Financial stocks fell as interest rates again edged lower. Crude oil prices climbed after they briefly dipped under $50 a barrel overnight. The rebound helped energy stocks trade higher. Health care companies, which have climbed over the last month, continued to do better than the rest of the market.

The Federal Reserve released minutes from its meeting in early November. Officials expressed concerns about a variety of threats to the economy, including the impact of tariffs, a slowing global economy and tightening financial conditions amid falling stock prices. The assessment was in line with comments Wednesday from Federal Reserve Chairman Jerome Powell.

The S&P 500 index shed 5.99 points, or 0.2 percent, to 2,737.80. The Dow Jones Industrial Average recovered from a loss of 163 points and ended down just 27.59 points, or 0.1 percent, to 25,338.84.

The Nasdaq composite slid 18.51 points, or 0.3 percent, to 7,273.08 as tech stocks dipped. Smaller companies, especially banks and industrial stocks, fared worse. The Russell 2000 index of smaller-company stocks lost 5 points, or 0.3 percent, to 1,525.39.

The S&P 500 index was coming off its largest rally in eight months and has climbed 4 percent this week. It finished at a six-month low on Friday.

Benchmark U.S. crude rose 2.3 percent to finish at $51.45 a barrel in New York. Brent crude edged up 1.3 percent to $59.51 a barrel in London.

EOG Resources rose 1.6 percent to $105.47 and Anadarko Petroleum gained 2.2 percent to $53.70. The S&P 500 index of energy companies has dropped 12 percent over the last three months, worse than any of the other major market sectors. The S&P 500 itself has fallen 6 percent over that time.

Stocks rallied Wednesday after Powell suggested in a speech that the Fed might be almost done raising interest rates, and is willing to stop raising rates at least temporaril­y so it can assess the effects of the last few years of increases. Investors have been nervous that climbing interest rates will contribute to a damaging slowdown in economic growth. That fear is one of the major reasons behind the slide in stocks this autumn.

Bond prices edged higher. The yield on the 10-year Treasury note fell to 3.03 percent from 3.04 percent. Banks fell as investors expected slower increases in interest rates, which reduce the profits banks make from mortgages and other types of loans. Bank of America shed 1.4 percent to $28.04 and Bank of New York Mellon slid 1.8 percent to $50.68.

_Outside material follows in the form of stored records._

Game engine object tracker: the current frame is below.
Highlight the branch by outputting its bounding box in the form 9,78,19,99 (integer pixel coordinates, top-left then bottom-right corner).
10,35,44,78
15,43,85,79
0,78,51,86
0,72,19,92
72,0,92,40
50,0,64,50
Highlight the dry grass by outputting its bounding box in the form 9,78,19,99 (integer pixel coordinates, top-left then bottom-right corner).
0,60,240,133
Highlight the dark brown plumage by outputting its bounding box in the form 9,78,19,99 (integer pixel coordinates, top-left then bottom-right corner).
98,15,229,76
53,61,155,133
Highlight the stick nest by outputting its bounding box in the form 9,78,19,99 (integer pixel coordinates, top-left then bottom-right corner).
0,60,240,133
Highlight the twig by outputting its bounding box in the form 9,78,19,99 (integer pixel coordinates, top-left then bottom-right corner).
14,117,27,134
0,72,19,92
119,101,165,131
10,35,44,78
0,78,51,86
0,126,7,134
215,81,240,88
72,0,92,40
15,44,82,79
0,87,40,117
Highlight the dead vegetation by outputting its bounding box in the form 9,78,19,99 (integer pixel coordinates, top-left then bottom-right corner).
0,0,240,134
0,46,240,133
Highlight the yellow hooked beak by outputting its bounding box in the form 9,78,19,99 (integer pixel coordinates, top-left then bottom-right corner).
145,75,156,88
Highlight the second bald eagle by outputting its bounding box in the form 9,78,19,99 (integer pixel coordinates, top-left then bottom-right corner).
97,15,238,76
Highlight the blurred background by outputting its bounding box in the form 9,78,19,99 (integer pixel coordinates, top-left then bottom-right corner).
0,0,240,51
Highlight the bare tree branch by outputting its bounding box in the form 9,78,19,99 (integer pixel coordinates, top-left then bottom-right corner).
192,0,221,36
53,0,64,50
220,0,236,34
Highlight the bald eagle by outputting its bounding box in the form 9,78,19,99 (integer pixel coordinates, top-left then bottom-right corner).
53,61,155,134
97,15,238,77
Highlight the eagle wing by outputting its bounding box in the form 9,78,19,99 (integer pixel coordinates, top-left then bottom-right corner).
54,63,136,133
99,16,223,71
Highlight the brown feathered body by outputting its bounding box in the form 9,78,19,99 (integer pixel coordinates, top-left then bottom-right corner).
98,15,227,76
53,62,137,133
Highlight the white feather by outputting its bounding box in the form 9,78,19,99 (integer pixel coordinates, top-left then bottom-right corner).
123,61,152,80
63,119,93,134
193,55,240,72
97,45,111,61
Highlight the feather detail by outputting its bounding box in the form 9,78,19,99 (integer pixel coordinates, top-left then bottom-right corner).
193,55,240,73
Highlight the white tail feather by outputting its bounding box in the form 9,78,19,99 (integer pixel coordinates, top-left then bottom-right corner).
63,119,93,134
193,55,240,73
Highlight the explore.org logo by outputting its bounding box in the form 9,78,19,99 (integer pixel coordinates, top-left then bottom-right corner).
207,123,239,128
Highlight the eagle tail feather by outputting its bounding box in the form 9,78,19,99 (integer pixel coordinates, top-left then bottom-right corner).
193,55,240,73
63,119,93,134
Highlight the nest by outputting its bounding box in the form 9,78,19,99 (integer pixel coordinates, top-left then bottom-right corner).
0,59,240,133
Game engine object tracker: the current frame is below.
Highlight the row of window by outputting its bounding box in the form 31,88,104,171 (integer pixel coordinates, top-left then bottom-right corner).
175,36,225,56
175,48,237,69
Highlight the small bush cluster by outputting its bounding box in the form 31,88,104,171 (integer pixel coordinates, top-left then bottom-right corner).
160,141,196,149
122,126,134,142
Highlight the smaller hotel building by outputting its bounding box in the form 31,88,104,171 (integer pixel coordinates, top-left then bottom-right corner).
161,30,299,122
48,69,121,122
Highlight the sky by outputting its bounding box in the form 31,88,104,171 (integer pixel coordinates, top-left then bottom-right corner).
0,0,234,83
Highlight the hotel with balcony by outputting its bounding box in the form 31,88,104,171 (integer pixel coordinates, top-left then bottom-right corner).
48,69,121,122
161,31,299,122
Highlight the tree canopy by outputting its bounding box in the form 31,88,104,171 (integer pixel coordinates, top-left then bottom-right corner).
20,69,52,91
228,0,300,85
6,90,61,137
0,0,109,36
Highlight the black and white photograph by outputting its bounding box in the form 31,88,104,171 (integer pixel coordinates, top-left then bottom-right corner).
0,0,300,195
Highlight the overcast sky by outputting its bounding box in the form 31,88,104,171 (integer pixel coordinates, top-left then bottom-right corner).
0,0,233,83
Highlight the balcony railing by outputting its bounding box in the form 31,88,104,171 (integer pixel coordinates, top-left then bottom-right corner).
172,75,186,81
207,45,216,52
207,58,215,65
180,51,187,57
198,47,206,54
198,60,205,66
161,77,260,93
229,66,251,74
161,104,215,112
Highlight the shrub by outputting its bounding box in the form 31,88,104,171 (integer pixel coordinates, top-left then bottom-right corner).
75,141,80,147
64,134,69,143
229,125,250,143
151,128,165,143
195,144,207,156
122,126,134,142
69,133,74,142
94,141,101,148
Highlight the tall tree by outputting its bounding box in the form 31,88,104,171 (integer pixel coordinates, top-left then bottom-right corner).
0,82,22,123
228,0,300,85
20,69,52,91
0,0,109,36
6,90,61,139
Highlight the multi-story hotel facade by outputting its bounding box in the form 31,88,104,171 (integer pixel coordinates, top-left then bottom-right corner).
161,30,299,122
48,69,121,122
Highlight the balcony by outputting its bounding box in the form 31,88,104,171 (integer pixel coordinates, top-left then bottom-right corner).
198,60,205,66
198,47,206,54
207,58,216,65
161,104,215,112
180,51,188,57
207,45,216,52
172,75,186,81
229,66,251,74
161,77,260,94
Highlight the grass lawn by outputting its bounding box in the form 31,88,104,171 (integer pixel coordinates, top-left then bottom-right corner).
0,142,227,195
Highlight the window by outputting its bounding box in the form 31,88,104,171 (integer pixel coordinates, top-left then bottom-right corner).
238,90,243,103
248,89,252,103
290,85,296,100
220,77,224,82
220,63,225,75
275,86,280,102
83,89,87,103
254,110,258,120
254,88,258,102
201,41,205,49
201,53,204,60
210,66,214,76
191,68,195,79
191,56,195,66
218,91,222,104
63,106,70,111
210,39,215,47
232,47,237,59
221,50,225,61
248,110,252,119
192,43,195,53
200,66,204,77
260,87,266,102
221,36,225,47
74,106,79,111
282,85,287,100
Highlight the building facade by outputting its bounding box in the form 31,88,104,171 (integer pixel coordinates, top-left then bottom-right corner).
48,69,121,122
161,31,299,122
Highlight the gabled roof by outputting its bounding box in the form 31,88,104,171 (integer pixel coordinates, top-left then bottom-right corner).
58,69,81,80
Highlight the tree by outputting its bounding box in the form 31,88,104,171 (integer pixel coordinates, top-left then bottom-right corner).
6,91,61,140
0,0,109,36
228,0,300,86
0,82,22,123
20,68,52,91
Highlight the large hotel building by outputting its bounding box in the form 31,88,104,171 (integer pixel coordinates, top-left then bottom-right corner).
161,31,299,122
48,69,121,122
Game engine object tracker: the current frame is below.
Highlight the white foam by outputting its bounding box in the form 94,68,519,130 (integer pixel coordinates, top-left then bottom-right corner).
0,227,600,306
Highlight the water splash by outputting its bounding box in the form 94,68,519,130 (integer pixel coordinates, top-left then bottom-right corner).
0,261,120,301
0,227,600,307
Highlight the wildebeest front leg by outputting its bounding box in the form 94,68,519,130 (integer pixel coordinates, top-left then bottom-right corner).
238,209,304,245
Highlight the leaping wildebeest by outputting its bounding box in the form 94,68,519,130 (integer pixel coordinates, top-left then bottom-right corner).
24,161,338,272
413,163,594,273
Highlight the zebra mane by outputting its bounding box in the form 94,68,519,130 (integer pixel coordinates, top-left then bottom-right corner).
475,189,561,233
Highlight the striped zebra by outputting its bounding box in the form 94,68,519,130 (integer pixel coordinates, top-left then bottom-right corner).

Qualcomm stock gained 2.6 percent to $58.11 after Qualcomm CEO Steve Mollenkopf said in an interview with CNBC that the company is close to resolving its long and costly dispute with Apple. Apple stopped making licensing fee payments to Qualcomm following a legal dispute between the companies, and later decided to stop using Qualcomm parts in some of its products.

In other commoditie­s trading, wholesale gasoline jumped 4.1 percent to $1.45 a gallon. Heating oil edged up 0.3 percent to $1.84 a gallon. Natural gas slipped 1.1 percent to $4.65 per 1,000 cubic feet.